I have found a new blog to follow, Knowledge is Necessity: Musings on Mental Health by John McManamy. I think we are up to similar enterprises. John also has another website, McMan's Depression and Bipolar Web, which is to mood disorders what Jerod Poore's Crazy Meds is to neurological pharmaceuticals. Read the blog for musings, the others for information.

Meanwhile, here is the link to "Skunk," John's blow by blow of an encounter between the amygdalas of two mammals, a lesson in the amygdala that is more artful than Mother Amygdala from this blog, July 28, 2009. An added feature is the lesson in how to address the presence of this particular mammal in your house. Enjoy!

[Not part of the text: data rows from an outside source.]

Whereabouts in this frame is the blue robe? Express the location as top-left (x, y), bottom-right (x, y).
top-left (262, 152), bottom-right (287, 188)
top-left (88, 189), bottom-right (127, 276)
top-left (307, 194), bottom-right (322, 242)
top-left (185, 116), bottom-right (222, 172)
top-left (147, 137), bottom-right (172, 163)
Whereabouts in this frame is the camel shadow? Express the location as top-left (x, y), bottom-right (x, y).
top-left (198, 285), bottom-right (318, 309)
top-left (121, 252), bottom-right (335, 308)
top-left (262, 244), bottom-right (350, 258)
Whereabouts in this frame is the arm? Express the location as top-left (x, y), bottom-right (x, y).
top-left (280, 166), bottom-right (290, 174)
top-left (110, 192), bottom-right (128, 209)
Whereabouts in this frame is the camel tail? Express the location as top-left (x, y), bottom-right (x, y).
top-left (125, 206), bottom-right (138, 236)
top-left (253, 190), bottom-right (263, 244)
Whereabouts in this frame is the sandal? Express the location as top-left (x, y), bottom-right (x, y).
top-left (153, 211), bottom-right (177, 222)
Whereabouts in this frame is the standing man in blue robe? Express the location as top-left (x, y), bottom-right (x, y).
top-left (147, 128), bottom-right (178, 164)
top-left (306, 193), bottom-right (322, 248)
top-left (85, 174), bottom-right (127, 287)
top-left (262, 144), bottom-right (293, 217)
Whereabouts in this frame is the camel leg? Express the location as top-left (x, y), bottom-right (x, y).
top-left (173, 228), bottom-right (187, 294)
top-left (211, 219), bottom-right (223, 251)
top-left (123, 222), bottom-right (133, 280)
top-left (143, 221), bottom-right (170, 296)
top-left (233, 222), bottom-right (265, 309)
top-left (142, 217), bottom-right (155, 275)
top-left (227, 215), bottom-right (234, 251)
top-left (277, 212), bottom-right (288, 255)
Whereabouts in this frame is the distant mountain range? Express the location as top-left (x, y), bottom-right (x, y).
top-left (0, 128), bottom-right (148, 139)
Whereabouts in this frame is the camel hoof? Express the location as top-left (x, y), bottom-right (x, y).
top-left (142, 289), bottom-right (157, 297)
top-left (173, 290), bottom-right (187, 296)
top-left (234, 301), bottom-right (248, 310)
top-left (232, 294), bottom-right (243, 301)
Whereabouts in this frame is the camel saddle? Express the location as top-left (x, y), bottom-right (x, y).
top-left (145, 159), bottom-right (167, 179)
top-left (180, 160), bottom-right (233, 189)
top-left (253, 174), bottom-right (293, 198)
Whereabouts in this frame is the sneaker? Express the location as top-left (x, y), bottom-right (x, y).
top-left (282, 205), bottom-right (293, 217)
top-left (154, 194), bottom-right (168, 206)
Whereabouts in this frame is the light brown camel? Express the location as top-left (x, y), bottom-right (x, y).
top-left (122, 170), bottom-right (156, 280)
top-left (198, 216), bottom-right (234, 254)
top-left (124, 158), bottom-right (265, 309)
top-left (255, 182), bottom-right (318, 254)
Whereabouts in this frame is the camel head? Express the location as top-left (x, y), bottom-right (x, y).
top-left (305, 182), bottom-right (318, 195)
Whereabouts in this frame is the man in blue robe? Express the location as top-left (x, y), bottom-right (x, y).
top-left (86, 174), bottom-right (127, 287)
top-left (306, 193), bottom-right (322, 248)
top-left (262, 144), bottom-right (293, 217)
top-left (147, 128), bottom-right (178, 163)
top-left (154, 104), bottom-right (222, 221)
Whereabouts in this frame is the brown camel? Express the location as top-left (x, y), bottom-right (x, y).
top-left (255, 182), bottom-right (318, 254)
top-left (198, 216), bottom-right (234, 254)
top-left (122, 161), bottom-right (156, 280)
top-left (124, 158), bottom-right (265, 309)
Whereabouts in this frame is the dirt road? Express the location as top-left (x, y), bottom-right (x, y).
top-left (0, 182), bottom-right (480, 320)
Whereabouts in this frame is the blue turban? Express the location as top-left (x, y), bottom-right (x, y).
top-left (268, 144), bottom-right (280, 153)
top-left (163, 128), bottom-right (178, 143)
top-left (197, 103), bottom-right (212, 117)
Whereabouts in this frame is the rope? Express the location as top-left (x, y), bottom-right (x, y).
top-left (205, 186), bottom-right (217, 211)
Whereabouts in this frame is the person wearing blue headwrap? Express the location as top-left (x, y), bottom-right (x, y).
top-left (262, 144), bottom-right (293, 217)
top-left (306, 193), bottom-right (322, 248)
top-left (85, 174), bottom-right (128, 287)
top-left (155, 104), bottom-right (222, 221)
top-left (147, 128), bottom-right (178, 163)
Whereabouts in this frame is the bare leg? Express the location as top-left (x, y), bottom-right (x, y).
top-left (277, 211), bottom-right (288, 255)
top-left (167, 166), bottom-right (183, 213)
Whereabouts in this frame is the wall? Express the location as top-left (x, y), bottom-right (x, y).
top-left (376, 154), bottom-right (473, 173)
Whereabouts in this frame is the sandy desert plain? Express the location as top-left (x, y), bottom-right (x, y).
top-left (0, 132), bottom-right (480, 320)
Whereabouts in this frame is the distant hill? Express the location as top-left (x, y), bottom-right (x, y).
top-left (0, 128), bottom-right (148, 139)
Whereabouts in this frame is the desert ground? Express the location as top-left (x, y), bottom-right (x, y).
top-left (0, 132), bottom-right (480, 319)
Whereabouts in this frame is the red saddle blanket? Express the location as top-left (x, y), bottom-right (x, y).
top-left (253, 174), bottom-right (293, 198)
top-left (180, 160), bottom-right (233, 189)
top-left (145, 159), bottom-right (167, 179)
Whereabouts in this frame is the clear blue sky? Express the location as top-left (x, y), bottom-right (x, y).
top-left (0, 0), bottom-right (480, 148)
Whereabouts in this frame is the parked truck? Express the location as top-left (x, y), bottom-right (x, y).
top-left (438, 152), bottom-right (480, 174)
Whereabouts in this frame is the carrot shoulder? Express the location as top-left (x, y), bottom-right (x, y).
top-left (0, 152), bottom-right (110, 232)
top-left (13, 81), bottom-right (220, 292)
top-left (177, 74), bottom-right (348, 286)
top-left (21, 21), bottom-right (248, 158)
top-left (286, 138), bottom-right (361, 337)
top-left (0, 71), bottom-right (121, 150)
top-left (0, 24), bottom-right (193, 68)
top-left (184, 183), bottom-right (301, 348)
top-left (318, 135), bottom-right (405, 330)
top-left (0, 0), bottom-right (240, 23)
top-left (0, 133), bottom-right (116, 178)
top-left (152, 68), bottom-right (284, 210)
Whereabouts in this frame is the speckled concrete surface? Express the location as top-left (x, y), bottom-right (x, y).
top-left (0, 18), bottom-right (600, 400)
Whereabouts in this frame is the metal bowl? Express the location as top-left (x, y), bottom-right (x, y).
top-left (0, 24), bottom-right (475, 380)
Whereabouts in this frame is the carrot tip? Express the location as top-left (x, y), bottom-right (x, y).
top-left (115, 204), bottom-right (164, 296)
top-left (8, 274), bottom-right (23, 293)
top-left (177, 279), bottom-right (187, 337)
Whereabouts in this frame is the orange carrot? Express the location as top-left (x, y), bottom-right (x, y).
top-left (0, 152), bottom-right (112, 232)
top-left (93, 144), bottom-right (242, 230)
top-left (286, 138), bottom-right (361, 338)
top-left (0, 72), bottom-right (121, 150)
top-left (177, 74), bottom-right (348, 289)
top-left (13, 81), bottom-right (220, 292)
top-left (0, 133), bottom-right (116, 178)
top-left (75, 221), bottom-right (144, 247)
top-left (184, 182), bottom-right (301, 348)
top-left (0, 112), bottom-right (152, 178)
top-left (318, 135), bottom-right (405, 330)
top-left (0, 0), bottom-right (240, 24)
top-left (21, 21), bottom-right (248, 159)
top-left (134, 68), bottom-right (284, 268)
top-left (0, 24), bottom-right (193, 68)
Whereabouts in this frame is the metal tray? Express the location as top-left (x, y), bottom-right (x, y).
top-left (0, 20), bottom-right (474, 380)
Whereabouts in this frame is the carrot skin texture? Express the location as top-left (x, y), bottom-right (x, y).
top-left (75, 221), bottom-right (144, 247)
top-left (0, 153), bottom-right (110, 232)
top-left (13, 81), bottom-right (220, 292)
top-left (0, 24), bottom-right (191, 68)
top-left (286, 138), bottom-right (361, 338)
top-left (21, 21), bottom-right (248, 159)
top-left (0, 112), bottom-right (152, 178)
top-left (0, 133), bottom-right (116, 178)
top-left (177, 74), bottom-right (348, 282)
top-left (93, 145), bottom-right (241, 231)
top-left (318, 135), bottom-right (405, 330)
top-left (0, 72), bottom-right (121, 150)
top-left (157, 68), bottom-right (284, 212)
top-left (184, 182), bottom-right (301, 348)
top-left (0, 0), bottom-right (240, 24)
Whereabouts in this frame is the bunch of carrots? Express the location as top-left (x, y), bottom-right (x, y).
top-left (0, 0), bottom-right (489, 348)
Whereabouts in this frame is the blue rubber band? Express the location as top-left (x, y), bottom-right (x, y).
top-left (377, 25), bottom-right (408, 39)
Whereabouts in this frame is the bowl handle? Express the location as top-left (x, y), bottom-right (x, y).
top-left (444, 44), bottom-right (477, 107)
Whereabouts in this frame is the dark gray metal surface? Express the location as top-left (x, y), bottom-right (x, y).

And thanks to John for his work.

Depression and the Nobel Prize

It was an irresistible title. I followed the link to the New York Times and found the October 21, 2008 story by Tara Parker-Pope, about Dr. Douglas C. Prasher, a biochemist whose early work contributed to what would later lead to a Nobel Prize -- for somebody else.

Prasher has recurrent major depressive disorder. Today he drives a courtesy van for a car dealer. He says there was more to his departure from science besides his depression, lack of funding, family obligations... But that is part of the story. Depression doesn't help you find funding and meet family obligations. Depression can turn tying your shoes into a challenge. Parker-Pope wrote, "I find Dr. Prasher’s story to be a notable reminder of the toll depression can take on the lives and careers of many brilliant minds."

I told the story to Helen this afternoon, ending in my most dramatic mode, "I coulda had a Nobel Prize!" She didn't let me laugh it off, "Well, you coulda had a PhD. You coulda been bishop of... or rector of..."

Crazy Meds

"You have to weigh the costs and benefits," the doctor said, her pen poised over the prescription pad. It sounds logical, doesn't it? And how interesting, that the doctor wants you to take responsibility for this major decision about your own health care, even when you are a mental patient.

Many trips to the doctor, many prescriptions later, I figured out what was wrong with that sentence. Let me put it this way: the cost of a Powerball ticket is $1; the potential benefit this week is $84,000,000. Wow. So millions of people weigh the costs and benefits and then buy their Powerball tickets twice a week. And the report out this week in the New York Times is that in 2005, ten out of every hundred Americans were on antidepressants, an estimated 27,000,000 people. I was one of them. It was logical.

Get it? There is a missing piece of information. What are the odds? Powerball tells you quite frankly. The pharmaceutical companies, not so much.